Il riuscire a percepire il volto umano da parte del neonato ha un’importante funzione sociale, visto che è grazie a questo che si ricevono la maggior parte di informazioni emotive non verbali.
I processi implicati sono:
– la detezione, ovvero la capacità di individuare le caratteristiche invarianti che definiscono un volto.
– La discriminazione che permette di decidere sull’uguaglianza o diversità di due volti
– Il riconoscimento che si opera ricordandosi di un volto già visto.
Fin dalla nascita il bambino mostra preferenza per un volto umano disegnato in modo regolare piuttosto che in disordine, dando più attenzione a capelli, occhi, bocca e al contorno globale.
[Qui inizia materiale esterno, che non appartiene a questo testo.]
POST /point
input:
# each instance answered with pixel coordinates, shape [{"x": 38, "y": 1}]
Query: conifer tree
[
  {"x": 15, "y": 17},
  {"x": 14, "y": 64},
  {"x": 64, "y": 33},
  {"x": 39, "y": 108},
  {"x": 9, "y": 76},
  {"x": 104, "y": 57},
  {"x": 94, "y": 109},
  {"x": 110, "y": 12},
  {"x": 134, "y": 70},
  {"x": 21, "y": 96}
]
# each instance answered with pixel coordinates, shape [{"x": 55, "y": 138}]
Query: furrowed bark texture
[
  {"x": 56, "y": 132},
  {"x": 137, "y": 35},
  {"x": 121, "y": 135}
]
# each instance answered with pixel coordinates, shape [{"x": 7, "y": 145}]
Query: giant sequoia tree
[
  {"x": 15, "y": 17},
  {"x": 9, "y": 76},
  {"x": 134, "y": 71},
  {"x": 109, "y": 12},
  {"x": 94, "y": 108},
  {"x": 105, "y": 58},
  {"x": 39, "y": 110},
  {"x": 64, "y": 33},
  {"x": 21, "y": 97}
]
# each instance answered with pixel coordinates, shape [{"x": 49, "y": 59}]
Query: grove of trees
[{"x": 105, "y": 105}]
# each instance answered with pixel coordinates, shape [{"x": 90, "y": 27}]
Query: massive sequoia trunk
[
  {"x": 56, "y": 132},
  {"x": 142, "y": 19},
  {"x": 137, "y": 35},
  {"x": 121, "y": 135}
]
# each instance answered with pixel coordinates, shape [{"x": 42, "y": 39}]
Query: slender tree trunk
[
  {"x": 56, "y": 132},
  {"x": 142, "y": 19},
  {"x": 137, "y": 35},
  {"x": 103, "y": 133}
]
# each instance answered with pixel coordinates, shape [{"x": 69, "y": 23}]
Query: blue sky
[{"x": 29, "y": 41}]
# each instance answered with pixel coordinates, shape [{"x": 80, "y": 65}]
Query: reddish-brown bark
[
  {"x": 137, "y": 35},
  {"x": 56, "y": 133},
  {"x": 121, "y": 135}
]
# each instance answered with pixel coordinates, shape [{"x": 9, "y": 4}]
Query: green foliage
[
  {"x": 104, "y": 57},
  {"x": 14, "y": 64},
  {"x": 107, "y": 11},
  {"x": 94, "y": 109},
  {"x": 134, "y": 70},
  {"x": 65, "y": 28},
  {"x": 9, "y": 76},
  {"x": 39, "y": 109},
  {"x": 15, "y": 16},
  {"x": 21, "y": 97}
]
Gli occhi assumono poi progressivamente una posizione privilegiata, diventando il fattore discriminante per una risposta di sorriso, che avviene comunque soltanto se lo stimolo-faccia è in posizione frontale e non laterale.
Altrettanto importante è la capacità di discriminare il volto della madre già a tre, quattro giorni dalla nascita, per cui possiamo dedurre che il volto umano rappresenta uno stimolo particolare per il quale esiste una preferenza innata, supportata da un sistema sottocorticale separato che si trova nel collicolo superiore.